All that’s out the window now, of course. I’ve had numerous conversations with technologists who recently left federal service—after either resigning or being fired—and the common theme is that morale in their former agencies has fallen through the floor. Everyone understands they might be fired on a whim—perhaps from jobs they recently relocated for—with no real warning, for no clear reason, and probably without the severance pay owed, since the administration has been falsely claiming its arbitrary firings were for poor performance. When, sooner or later, it becomes clear these agencies need to recruit more technically talented people, they’re going to discover that the kind of skilled professionals who have plenty of attractive private sector options are no longer willing to make that tradeoff. Idealism has its limits. People may be willing to take a pay cut to work on a mission they find personally meaningful, but very few are going to be ready to upend their lives, possibly move to DC, to live in a state of perpetual anxiety about whether a billionaire on a ketamine trip or one of his teenaged sidekicks will decide their jobs can be done by ChatGPT.
Or consider the effect on academic and scientific research. Johns Hopkins, one of our premier research universities, recently announced that it would be laying off hundreds of domestic employees and thousands more around the world, thanks to the suspension of federal grants the school had planned and budgeted around. There’s talk of a “new brain drain” as top-tier academics and gifted foreign students alike eye more hospitable overseas schools where they don’t need to worry about whether their visas will be cancelled, or their research funding yanked abruptly after they’ve hired staff and invested in equipment and lab space. Again, even once funding resumes, while universities are surely not going to refuse to apply for federal money, they will surely be more conservative in developing their research proposals. They’ll have to factor in the possibility that funding for a long term program could be suddenly cut off if, say, the president decides “transgenic” sounds too much like “transgender.”

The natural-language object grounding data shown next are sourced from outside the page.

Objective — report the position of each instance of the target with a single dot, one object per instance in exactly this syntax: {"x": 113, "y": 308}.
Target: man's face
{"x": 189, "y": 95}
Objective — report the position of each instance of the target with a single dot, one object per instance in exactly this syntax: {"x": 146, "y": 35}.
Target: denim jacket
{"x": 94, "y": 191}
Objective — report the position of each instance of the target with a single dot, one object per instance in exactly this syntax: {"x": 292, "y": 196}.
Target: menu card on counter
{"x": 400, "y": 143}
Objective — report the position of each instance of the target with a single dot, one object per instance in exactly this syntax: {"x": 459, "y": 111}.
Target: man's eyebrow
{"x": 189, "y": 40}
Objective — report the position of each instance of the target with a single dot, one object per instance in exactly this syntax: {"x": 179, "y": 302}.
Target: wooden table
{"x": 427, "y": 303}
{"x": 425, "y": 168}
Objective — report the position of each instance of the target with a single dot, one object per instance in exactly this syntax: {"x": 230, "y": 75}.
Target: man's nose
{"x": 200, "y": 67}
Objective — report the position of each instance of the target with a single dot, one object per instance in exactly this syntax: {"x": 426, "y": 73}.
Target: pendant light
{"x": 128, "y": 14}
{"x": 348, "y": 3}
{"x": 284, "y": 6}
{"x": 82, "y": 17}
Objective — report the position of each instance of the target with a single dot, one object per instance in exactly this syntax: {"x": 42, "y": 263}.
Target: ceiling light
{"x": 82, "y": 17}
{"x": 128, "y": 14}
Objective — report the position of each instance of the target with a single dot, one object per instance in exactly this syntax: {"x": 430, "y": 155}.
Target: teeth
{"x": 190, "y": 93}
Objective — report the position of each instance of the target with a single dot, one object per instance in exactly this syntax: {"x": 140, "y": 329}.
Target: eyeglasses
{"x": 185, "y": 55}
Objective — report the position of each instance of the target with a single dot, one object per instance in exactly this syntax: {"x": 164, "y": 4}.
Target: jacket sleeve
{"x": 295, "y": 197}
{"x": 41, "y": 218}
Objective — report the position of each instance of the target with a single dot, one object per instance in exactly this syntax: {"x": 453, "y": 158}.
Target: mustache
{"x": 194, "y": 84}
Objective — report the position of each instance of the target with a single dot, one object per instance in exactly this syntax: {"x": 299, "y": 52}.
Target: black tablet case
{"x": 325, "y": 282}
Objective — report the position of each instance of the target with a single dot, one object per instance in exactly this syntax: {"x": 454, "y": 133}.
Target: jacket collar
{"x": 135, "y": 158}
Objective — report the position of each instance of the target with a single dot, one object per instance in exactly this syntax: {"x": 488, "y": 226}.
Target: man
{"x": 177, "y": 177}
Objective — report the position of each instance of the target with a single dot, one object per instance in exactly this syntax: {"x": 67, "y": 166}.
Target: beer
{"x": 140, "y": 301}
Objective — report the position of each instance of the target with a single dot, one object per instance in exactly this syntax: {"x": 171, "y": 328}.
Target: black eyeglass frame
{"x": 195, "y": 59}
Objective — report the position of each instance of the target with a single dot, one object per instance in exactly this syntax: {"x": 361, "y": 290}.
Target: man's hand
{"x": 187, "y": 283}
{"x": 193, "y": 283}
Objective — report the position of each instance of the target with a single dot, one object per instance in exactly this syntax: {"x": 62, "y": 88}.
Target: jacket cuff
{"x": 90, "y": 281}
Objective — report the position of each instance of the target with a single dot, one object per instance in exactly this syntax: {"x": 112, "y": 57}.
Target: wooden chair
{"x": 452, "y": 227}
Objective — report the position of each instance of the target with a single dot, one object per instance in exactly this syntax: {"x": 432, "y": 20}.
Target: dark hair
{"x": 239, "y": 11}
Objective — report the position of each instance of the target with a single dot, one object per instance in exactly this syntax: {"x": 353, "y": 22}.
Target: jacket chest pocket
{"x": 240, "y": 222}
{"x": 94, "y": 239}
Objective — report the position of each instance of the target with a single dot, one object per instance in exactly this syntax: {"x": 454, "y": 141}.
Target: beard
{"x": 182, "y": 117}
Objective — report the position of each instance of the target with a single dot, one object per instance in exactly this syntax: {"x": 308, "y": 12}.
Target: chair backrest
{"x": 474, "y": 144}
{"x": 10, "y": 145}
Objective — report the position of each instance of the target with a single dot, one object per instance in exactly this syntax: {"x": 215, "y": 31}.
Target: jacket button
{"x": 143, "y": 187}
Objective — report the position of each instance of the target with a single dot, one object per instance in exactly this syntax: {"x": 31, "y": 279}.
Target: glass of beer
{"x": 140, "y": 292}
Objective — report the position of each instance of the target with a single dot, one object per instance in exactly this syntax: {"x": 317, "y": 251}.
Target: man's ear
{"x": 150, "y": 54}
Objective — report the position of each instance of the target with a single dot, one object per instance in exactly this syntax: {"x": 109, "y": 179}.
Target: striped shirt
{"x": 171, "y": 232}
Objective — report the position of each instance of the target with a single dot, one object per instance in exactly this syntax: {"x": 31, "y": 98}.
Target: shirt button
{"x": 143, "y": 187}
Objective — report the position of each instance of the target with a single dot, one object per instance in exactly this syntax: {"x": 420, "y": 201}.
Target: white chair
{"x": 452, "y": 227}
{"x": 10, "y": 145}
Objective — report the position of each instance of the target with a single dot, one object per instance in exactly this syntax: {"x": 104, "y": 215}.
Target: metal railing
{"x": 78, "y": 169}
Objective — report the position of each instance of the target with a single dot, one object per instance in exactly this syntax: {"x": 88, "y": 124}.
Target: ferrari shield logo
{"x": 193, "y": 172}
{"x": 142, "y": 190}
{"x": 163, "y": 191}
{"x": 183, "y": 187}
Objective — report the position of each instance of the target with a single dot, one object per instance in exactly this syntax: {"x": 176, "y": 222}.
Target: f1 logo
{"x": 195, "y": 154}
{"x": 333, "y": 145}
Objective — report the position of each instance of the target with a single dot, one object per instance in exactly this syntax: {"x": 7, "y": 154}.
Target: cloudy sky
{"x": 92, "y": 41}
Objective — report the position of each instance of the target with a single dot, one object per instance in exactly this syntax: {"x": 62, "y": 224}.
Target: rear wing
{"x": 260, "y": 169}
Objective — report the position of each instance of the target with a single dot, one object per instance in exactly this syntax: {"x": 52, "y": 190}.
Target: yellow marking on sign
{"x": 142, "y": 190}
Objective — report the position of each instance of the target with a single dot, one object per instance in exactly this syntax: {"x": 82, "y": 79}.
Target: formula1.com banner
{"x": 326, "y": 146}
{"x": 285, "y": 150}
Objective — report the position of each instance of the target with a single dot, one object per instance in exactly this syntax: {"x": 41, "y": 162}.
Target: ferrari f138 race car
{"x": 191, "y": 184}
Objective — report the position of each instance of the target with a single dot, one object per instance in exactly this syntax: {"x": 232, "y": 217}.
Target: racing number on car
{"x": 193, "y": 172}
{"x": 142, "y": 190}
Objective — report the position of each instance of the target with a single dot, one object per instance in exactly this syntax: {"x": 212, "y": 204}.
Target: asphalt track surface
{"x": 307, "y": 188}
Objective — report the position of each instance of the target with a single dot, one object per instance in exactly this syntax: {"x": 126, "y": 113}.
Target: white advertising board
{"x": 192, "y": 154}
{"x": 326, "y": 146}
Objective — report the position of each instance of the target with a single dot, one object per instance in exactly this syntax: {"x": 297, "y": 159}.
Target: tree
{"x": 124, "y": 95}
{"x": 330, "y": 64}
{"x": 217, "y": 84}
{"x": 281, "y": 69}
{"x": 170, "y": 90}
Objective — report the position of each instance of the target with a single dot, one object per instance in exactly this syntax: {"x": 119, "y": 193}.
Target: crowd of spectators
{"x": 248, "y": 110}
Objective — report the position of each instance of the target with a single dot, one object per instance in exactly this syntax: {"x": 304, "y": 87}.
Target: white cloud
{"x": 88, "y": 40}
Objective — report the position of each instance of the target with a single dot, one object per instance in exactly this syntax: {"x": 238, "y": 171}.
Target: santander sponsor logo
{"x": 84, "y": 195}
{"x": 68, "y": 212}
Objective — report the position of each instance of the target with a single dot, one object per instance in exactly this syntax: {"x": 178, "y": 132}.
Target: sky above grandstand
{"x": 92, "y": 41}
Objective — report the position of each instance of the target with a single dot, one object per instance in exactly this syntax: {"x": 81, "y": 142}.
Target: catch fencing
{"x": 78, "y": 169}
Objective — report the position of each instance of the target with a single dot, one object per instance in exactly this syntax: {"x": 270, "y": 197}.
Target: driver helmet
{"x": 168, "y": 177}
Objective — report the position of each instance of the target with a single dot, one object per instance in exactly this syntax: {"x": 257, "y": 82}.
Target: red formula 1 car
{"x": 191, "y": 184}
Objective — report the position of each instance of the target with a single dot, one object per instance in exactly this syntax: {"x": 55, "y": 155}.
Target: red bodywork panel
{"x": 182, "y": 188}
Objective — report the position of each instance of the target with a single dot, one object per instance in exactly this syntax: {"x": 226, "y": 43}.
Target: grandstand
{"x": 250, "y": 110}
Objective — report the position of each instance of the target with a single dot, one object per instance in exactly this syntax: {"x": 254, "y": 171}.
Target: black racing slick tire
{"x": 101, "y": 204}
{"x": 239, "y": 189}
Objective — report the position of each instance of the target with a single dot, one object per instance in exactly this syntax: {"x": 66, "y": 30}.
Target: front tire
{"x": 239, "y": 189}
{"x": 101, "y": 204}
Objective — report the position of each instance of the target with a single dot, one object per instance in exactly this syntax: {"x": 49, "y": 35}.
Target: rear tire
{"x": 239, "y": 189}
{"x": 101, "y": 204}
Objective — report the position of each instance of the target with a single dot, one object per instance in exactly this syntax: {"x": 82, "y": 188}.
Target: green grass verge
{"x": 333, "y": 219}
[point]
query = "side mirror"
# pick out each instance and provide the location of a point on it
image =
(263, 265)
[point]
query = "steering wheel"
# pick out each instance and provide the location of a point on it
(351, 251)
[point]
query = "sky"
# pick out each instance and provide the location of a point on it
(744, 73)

The same logic applies to diplomacy. How eager will our allies be to commit time and energy to negotiating treaties and trade agreements—especially those where they make up-front commitments in exchange for some longer-term reciprocal benefit—when the administration has proven so willing to treat past agreements as so much toilet paper? As habitual liars tend to eventually learn, it’s hard to strike deals with people who know you can’t be trusted to keep your end of the bargain.
In each of these cases—and doubtless you can think of others—the administration’s chaotic approach causes harms above and beyond those of the underlying policies. Undermining public—and global—confidence in American stability and trustworthiness is going to impose costs we’re likely to be paying for years to come.